Lo, ok, it's confession time, every time I was in the bathroom after this I could smell the lingering nastiness. I thought maybe it was just my mind playing tricks on me, but no! Yesterday as I was changing the trash I found a little dried, crushed swipe of the poo on the side of the can!! I think maybe now it's all gone! And I have to give an Amen to Oxy-clean for the carpet. It's a little bleached white but hey, better than brown patches!!

Hollie said...

Gotta love that Oxy-Clean! It's been my best friend since I've been married and living in apartments that a million other people have lived in. Nasty!

wendysue said...

Oh, Carina! It's been far too long since High School Physics and I had completely forgotten about that good old Newton and his laws! For every action. . . so for all of you moms take note. . . homemade Oreo shakes=nasty night-time diarrhea on your floor. I guess that could also apply to celebrities. . .ex. Jennifer Garner. .. working hard to lose weight and look good for the Oscars=tripping in front of millions of people. Any others??

lisa v. clark said...

That's so funny--I just made Oreo shakes for FHE last night, thinking I was so great, and before we go to bed Phoebe tells me her tummy hurts. . . nice. No explosions yet, but it's only a matter of time, eh? I'm totally with you on OxyClean, Simple Green is good, too. What doesn't kill us (nasty bacteria and poo poo germs) makes us stronger (healthy immunities), right? Right?!?! After a nice trail of delight from the boys room to the downstairs bathroom out the OTHER end MONTHS AGO, I STILL can't make peaches and chicken noodle soup for dinner. AHHHGGGH!

wendysue said...

Madison left me a nice trail when she was about 3 years old. She had just finished up a Blue's Clues pop up (bright blue--thanks alot Blue Bunny) She left a trail of fluorescent blue puke from my bed to the bathroom. I couldn't keep from laughing. Later that week she said, "Mom, remember when I threw up and you just couldn't stop laughing??" I think laughing is the only way to keep yourself from puking, oh and no way will I buy those Blues Clues pop-ups again.

Bek said...

Your blues clues story is the reason my kids get only CLEAR Gatorade when sick. Puke is bad enough, but colored puke is worse.

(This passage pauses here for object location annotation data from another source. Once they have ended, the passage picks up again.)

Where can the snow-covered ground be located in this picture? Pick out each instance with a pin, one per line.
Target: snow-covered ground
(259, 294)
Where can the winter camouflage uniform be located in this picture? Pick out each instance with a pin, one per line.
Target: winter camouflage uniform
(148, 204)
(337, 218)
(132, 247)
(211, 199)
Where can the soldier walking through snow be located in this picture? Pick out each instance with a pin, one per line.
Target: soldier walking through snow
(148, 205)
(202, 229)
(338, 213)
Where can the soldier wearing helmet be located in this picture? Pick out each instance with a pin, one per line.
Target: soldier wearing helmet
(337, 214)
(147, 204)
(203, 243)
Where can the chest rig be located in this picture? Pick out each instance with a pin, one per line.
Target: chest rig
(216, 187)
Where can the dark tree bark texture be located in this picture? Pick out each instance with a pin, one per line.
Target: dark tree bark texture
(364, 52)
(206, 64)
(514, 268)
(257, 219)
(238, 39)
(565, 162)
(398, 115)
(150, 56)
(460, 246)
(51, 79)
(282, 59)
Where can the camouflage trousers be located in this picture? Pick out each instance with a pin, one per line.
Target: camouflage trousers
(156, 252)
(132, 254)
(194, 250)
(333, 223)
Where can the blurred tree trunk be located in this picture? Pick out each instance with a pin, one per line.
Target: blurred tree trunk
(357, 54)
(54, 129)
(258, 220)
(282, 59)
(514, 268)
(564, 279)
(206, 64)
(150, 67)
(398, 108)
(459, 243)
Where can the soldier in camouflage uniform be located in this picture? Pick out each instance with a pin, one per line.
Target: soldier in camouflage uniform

It also seems to me that Lulu only vomited when her dad was out of town. Anyone besides me have the "great she is crying...I will let her cry it out" experience only to be greeted by the overwhelming smell of vomit when you enter the childs bedroom the next morning. This happened to me not once, but TWICE!!! Bad mommy.

So sorry for the mess. Amen Jen. I also throw away onsies when changing bad ones at the mall. Not worth carrying them around thank you very much.

Lorien said...
This comment has been removed by a blog administrator.
La Yen said...

I will throw away just about anything. I don't know what it is, but Jooj's smells make me dry heave, and sometimes just plain old heave. When she had the rotovirus (like roto rooter?) I felt like such a tool, because I was standing over her, sobbing and praying that my baby would not fall off of the changing table while I ran to the bathroom to hurl in between wiping. I threw away a lot. Even if I can clean it I still know that it was there. I am like the rainman of smelling past poop.